Urodynamics
Questions to ask
Pretest
Q1. Does the patient need this test?
Q2. What questions do I need to answer?
Q3. How should the test be designed to answer the pre-study questions?
Q4. What provocative maneuvers if any do I need to perform?
During the test
Q1. Is the study designed appropriately to answer the questions?
Q2. Is the study performed appropriately?
Q3. Are there any artifacts or technical problems?
Q4. Am I able to reproduce the patient’s symptoms?

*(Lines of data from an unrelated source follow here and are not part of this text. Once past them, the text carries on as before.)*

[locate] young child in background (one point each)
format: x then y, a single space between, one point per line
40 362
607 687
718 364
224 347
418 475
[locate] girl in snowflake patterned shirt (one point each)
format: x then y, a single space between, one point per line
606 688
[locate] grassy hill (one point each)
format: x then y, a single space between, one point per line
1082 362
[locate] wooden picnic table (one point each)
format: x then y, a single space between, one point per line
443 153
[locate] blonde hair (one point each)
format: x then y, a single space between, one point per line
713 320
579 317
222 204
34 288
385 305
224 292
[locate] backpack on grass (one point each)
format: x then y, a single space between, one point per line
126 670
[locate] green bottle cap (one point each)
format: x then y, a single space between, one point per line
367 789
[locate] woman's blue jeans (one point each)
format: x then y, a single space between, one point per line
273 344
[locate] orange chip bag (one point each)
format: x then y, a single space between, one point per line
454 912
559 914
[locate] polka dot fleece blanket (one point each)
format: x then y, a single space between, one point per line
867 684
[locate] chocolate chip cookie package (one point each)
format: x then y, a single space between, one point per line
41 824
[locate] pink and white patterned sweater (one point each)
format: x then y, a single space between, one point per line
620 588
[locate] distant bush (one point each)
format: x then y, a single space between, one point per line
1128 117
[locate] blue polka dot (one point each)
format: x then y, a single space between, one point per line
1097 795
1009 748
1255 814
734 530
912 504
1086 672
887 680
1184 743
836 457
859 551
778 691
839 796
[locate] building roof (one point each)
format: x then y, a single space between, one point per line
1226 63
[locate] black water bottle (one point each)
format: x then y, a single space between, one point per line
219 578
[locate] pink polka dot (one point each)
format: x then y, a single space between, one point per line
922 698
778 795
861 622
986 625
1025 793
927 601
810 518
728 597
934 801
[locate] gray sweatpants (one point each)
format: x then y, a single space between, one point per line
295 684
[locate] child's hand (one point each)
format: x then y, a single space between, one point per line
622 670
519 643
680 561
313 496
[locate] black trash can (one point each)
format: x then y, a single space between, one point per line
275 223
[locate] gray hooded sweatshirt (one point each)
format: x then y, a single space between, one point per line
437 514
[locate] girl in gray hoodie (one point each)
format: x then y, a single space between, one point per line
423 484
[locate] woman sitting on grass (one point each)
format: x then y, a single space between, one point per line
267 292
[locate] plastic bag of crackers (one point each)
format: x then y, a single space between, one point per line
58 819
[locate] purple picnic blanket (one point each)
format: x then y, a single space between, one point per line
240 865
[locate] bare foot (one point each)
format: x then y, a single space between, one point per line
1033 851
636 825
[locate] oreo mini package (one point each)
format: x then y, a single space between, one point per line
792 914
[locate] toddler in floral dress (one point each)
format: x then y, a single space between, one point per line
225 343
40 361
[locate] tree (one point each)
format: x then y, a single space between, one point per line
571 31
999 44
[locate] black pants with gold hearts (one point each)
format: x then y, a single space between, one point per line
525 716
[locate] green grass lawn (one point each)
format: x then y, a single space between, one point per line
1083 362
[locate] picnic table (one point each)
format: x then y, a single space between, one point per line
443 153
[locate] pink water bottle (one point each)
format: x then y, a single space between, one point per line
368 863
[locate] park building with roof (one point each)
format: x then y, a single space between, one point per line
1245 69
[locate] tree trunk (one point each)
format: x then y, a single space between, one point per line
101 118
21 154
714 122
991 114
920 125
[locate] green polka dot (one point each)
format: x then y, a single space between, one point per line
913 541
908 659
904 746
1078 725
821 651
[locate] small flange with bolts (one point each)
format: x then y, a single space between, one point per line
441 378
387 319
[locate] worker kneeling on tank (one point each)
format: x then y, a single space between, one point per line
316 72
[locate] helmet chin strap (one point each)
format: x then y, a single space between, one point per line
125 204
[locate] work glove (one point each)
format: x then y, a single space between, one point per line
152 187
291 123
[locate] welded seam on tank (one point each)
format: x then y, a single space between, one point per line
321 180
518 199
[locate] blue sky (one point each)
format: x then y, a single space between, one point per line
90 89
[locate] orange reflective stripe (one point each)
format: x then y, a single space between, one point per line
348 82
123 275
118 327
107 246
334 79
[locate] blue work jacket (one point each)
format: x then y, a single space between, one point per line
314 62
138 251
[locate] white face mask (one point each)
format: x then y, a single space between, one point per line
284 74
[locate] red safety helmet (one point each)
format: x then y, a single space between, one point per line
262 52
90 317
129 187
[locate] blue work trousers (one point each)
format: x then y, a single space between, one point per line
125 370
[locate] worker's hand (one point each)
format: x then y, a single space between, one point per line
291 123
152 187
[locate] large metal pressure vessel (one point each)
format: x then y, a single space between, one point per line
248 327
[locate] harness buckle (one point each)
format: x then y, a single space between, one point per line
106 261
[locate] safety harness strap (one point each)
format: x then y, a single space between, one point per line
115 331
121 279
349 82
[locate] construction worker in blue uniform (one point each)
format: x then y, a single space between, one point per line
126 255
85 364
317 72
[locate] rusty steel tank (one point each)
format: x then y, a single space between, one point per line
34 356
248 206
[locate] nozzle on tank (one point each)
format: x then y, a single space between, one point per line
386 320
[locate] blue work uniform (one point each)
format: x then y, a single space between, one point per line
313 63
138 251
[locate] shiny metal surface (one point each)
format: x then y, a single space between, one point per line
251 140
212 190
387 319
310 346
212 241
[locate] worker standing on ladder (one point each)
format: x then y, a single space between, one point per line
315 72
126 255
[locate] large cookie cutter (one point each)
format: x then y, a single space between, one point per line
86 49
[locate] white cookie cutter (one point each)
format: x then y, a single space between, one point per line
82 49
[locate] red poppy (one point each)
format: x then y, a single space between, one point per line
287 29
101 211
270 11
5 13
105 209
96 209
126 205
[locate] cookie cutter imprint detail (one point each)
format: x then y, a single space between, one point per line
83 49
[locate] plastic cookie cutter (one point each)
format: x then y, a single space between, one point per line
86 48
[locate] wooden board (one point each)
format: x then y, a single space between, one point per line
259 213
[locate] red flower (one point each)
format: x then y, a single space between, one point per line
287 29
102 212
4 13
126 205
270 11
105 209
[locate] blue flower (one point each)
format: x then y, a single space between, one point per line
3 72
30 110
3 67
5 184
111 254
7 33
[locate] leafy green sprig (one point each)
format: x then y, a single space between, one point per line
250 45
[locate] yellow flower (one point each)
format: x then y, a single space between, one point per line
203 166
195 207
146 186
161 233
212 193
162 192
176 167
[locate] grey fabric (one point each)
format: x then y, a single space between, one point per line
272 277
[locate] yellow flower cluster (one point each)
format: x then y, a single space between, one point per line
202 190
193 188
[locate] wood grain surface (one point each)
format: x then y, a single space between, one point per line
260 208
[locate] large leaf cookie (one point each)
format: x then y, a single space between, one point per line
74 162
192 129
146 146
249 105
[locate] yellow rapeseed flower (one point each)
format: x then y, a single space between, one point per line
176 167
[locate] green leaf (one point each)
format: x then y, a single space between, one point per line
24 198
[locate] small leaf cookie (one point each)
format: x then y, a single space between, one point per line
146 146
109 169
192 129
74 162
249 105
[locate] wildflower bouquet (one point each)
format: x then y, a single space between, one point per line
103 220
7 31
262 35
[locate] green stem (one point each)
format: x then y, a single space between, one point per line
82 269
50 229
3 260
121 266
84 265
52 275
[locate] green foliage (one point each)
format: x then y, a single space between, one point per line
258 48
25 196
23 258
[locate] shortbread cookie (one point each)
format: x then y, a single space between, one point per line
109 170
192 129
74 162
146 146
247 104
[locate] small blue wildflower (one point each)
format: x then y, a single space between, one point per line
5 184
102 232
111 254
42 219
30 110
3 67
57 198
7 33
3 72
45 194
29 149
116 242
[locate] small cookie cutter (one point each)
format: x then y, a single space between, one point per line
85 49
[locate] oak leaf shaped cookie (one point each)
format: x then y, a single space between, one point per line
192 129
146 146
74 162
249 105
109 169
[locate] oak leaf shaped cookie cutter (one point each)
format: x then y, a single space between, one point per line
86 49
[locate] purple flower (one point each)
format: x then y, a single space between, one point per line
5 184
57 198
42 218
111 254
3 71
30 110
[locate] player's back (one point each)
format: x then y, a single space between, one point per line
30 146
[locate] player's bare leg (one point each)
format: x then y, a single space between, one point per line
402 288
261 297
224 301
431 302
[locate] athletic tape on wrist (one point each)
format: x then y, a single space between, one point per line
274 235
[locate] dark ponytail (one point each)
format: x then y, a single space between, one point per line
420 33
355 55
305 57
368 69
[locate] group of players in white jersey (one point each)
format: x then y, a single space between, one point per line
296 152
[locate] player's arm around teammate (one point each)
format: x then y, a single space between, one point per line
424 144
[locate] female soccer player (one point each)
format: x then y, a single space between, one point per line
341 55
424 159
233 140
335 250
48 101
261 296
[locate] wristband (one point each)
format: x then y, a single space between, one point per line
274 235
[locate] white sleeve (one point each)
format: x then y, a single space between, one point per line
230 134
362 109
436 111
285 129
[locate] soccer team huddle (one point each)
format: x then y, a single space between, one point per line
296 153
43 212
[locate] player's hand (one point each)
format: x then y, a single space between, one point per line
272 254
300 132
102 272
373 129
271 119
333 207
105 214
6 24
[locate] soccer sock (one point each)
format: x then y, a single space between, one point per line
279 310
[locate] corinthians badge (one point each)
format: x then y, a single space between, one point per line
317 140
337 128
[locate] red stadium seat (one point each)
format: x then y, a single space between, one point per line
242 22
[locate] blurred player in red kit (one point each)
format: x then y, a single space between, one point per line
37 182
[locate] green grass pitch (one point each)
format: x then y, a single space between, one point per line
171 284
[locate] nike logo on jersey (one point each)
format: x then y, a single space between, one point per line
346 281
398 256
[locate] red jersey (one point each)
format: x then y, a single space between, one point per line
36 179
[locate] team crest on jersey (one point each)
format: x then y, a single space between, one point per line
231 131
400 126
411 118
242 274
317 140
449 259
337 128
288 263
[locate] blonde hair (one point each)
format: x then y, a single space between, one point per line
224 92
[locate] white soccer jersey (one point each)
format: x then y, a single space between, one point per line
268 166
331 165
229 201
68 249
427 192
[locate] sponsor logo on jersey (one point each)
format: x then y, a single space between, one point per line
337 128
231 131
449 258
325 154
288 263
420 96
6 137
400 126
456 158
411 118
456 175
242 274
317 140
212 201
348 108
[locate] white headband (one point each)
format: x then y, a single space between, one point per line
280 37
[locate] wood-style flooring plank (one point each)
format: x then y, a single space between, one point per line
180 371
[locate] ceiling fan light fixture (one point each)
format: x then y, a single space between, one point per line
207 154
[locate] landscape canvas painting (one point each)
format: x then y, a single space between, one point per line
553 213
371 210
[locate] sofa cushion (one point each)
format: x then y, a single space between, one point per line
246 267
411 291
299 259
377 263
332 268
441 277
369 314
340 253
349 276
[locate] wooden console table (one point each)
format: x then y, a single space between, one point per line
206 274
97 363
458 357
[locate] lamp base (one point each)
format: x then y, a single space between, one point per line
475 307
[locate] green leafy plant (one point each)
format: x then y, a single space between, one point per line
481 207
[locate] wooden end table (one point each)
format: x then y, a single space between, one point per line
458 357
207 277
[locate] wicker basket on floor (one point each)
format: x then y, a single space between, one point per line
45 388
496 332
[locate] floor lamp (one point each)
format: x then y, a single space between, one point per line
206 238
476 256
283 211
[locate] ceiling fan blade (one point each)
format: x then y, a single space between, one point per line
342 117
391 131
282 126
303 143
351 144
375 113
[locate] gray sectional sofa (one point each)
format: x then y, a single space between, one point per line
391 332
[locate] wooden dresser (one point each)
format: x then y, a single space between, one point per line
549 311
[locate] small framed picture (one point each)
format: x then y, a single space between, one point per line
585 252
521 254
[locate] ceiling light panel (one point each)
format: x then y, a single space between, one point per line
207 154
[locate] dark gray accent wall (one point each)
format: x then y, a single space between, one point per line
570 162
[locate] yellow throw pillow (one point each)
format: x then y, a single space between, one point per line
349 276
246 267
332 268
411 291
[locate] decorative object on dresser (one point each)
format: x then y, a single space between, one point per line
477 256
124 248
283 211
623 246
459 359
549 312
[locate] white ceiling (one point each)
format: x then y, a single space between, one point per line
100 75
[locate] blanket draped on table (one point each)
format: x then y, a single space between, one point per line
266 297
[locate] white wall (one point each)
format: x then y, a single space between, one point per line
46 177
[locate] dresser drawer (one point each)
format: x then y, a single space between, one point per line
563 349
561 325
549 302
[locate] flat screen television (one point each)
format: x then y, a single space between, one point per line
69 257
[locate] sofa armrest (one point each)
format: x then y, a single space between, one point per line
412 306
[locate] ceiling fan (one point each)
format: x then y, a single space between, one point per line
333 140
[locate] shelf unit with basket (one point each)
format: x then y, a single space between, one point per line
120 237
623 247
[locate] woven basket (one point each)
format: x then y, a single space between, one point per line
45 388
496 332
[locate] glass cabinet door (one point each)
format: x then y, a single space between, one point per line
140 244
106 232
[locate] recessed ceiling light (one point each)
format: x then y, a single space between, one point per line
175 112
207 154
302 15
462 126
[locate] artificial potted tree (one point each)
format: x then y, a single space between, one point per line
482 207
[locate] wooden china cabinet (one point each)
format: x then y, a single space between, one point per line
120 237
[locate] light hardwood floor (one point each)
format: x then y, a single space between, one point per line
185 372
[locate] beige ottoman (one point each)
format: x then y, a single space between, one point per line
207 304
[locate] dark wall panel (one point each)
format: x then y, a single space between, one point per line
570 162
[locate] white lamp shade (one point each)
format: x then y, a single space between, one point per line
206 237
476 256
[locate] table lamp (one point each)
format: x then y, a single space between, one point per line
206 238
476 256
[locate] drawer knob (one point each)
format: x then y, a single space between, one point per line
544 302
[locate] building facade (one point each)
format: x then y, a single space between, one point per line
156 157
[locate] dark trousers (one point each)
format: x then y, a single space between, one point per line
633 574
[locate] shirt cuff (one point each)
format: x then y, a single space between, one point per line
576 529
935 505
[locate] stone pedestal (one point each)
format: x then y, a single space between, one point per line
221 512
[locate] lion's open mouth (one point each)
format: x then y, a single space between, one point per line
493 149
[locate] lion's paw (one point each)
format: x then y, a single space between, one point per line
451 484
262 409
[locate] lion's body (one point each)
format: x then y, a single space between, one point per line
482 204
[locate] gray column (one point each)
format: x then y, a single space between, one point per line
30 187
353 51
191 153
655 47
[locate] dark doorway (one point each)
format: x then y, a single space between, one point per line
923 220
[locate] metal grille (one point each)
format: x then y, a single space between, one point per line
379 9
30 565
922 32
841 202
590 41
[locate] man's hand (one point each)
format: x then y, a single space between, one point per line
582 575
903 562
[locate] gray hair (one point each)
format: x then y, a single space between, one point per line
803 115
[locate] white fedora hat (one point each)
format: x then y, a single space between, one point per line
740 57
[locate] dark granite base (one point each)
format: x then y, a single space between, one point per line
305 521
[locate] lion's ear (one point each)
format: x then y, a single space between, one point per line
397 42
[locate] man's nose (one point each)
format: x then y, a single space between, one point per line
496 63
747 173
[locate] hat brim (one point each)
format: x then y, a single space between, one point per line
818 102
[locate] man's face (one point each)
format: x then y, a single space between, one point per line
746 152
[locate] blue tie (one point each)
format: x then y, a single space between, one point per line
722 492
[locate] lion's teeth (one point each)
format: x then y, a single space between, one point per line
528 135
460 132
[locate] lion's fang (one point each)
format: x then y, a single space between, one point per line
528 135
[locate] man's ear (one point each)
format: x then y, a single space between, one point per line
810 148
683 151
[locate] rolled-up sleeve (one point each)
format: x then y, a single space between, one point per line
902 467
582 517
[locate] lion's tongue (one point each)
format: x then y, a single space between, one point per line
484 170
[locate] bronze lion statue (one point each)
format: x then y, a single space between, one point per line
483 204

Q5. If the patient’s symptoms are not reproduced, are there any provocative tests that may reproduce them?
Post-test
Q1. Was the study technically performed well?
Q2. Were there any artifacts that needed to be accounted for during interpretation?
Q3. Were the patient’s symptoms reproduced during the study?
Q4. Were the pretest question/s answered?
1.
Why do I need to perform this test?
2.
What information do I need?
3.
What UDS test(s) do I need to perform to understand the patient’s problems?
4.
Will the information acquired during the study help in diagnosing the problem and the decision-making process for treatment?
5.
How can I reproduce the patient’s problems during the study?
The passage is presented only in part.